Kingsman: The Secret Service: B-
Take the cheeky hyper-violence of the Kick-Ass superhero movies, apply them to the James Bond formula (more Roger Moore than Daniel Craig), and — voila! — you have director Matthew Vaughn's latest adaptation of a Mark Millar comic book, Secret Service.
Not smart enough to be truly meta, this ADHD-paced, nuance-free bit of brain candy is wildly energetic and has a smirk a mile wide but mistakenly believes that self-awareness compensates for a storyline that's cliché. Vaughn and Co. name-drop Bond, Jason Bourne, and Jack Bauer (while invoking the sophistication of John Steed from The Avengers), but really they should be comparing their oh-veddy British efforts to In Like Flint and Matt Helm, American spy-movie spoofs that similarly tried to toe the line between humor and homage.
Colin Firth is Harry Hart, aka Galahad, a dapper secret agent for a clandestine spy network that's run out of a Savile Row tailor's shop named Kingsman. When a fellow operative is murdered and somebody discovers that a lispy, plutocratic mad genius (Samuel L. Jackson) has devised a plan to murder billions of people, Hart must simultaneously find a replacement agent and thwart the dastardly scheme. Enter working-class Eggsy (Taron Egerton), the underachieving son of a former agent who must now outcompete a gaggle of priggish, boarding-school recruits while undergoing (as he himself mentions) an Eliza Doolittle-like transformation in order to join the ultra-suave Kingsmen. Of course, that means passing tests only streetwise Eggsy can solve, surprising everyone with his physical skills, attracting the attentions of a rival female recruit, and proving to be a better all-round chap to have around when the chips are down.
Kingsman is based on a comic book, and the film never lets you forget it, with its crude, laddish jokes and pulp affectations. Vaughn gleefully banishes all subtlety and taste from his film as he stages each rambunctiously bloody action sequence to highlight just how preposterous they are. The stylish standout is a brawl-like massacre in which Firth's Galahad is forced to take on a right-wing, hate-mongering congregation of Kentucky churchgoers. It's a tour de force fight sequence that even manages to mockingly reference Britain's Night of the Proms.
Despite the inclusion of a few female characters, Kingsman flirts with being just another chapter of the He-Man Women Hater's Club. Merging the hot model assistant and evil henchman into one lethal package, Sofia Boutella plays Jackson's deadly bodyguard, sadistically slicing adversaries in half with her razor-sharp blades for legs. This sets the stage for a man-kicks-chick's ass climax that's hard to cheer. Meanwhile, Eggsy's mum is a doormat for her thug boyfriend, and fellow female recruit Roxy is banished to the sidelines with an afterthought of a mission that supposedly buys our hero a few extra minutes. And what is Eggsy's big reward for saving the world? Why, anal sex with a Swedish princess, of course (it's her suggestion, if that helps).

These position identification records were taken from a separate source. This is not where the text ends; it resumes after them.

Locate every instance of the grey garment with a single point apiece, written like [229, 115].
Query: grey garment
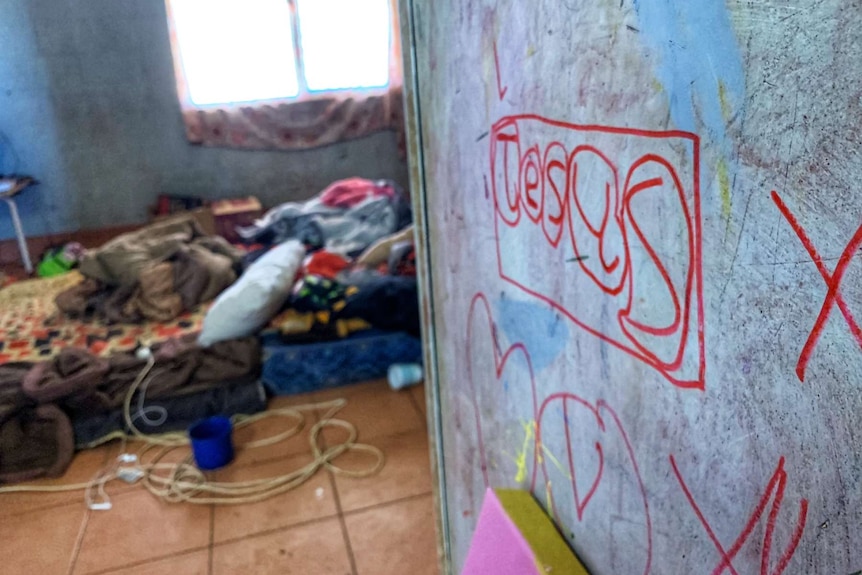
[345, 231]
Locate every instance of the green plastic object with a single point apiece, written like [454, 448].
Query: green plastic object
[54, 264]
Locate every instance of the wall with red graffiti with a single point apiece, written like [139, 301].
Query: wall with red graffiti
[643, 230]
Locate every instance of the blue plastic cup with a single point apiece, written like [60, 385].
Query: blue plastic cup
[212, 442]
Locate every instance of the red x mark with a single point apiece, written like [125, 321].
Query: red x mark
[776, 484]
[833, 281]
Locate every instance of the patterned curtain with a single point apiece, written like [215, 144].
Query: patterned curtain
[307, 121]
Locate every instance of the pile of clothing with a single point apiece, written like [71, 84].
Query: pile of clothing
[42, 404]
[344, 218]
[334, 296]
[155, 274]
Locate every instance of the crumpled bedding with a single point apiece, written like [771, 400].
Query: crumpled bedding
[345, 225]
[40, 401]
[154, 274]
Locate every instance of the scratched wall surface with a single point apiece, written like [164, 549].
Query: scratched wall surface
[644, 232]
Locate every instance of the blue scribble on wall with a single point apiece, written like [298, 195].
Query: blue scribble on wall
[537, 326]
[699, 61]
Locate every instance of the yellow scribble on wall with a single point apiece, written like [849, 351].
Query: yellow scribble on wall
[726, 108]
[724, 188]
[550, 497]
[521, 460]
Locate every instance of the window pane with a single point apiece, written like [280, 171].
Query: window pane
[236, 50]
[345, 43]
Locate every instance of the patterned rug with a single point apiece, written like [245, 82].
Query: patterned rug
[33, 329]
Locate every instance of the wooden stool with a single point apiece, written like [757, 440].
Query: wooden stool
[9, 188]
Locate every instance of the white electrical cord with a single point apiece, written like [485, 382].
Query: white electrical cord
[183, 481]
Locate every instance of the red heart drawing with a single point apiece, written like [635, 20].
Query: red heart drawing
[482, 398]
[599, 411]
[567, 399]
[501, 361]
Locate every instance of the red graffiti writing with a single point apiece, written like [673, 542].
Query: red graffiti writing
[774, 491]
[554, 181]
[833, 283]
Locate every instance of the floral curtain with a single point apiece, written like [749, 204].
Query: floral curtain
[307, 121]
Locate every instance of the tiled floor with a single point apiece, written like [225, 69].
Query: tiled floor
[330, 525]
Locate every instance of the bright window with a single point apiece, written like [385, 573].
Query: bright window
[246, 50]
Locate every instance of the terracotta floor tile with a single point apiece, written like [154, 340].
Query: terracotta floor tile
[40, 542]
[313, 499]
[145, 457]
[313, 549]
[407, 472]
[83, 468]
[141, 527]
[271, 426]
[375, 409]
[395, 539]
[196, 563]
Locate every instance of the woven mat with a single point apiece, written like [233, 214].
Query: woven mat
[33, 329]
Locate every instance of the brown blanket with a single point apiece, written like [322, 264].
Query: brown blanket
[153, 274]
[38, 400]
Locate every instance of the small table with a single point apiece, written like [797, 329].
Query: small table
[9, 188]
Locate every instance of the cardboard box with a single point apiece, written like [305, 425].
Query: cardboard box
[229, 214]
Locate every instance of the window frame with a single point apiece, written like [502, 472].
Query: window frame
[304, 94]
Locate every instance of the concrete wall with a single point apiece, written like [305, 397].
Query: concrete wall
[87, 97]
[643, 221]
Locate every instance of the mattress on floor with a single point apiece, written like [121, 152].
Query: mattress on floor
[289, 369]
[244, 396]
[32, 328]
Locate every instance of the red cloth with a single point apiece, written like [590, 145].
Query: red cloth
[347, 193]
[325, 264]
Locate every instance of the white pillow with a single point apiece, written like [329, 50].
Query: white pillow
[246, 306]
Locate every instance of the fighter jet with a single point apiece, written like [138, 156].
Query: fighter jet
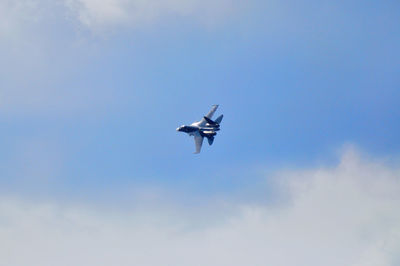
[203, 128]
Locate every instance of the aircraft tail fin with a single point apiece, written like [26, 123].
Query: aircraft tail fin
[219, 119]
[210, 140]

Kingsman is entertaining in its way and occasionally clever, but also relentlessly smug and sexist. What's particularly disappointing is that there is something more interesting brewing beneath its shiny surfaces. With shades of 1 percent entitlement and climate change concerns creeping into the plot, Vaughn and fellow screenwriter Jane Goldman miss the opportunity to infuse some trenchant satire into their blood-drenched set pieces. Alas, Anglo jingoism, name-checking other films, and mixed messages about elitism end up ruling the day as the film rounds the bend into its "let's blow everything up" ending.

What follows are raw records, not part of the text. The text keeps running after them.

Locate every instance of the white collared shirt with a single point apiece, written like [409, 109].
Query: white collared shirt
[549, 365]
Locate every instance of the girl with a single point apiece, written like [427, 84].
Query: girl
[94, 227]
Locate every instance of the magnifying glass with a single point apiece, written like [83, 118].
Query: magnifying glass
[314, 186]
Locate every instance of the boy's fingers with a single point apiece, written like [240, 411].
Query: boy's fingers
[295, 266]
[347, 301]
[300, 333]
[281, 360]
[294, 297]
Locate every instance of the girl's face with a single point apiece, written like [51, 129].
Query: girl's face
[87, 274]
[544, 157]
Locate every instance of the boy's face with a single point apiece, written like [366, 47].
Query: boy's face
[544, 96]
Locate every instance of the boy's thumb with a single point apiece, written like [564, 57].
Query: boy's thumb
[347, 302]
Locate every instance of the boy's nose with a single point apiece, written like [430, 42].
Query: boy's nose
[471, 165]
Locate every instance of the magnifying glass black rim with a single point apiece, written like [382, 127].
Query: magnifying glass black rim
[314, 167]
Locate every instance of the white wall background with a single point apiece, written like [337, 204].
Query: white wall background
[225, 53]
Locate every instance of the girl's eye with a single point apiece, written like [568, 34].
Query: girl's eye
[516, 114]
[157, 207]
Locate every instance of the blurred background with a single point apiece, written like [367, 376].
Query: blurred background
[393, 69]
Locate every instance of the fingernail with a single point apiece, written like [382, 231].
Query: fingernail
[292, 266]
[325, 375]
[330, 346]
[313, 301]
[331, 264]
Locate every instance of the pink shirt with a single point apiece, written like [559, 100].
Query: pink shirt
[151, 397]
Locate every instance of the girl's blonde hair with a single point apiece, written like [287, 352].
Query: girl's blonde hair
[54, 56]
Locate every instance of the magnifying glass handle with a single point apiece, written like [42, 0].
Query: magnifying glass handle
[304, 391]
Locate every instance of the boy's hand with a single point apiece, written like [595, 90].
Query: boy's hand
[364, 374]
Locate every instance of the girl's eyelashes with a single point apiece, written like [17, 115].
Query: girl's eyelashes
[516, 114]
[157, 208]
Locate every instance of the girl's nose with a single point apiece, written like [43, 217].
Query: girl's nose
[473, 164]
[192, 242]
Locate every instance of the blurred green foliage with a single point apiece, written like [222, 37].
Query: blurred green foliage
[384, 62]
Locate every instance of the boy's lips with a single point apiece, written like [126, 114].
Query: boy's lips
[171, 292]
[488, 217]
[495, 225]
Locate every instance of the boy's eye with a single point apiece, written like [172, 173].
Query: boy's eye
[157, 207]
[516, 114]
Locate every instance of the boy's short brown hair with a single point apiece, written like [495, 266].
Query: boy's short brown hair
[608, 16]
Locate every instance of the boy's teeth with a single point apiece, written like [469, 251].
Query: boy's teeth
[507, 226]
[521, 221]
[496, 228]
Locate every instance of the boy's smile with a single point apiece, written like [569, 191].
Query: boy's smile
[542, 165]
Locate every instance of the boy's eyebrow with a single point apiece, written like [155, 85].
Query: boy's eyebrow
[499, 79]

Firth, it must be said, seems to be having a grand ol' time as he simultaneously reinvents himself as a kick-ass super spy and classes up the film. Jackson chews the scenery with an otherwise charmless villain (he's an Internet mogul with a speech impediment), Michael Caine is wasted, and newcomer Egerton (at least, new to this side of the pond) proves to be a capable lead, demonstrating both physical prowess and solid acting chops.
Which leaves us with director Vaughn, who at first seemed like he had more in him than just another larky action flick. Since his debut with Layer Cake, his output has been undeniably slick but mostly uninspired. 2011's X-Men: First Class breathed some much-needed life into the Fox superhero franchise, bringing with it style and pizzazz. Kingsman is an unfortunate step backward, a return to his gonzo fanboy approach to Kick-Ass. Let's hope this talented filmmaker aims a little higher than an ultra-violent version of Austin Powers next time out.
Kingsman: The Secret Service is rated R and has a running time of 129 minutes.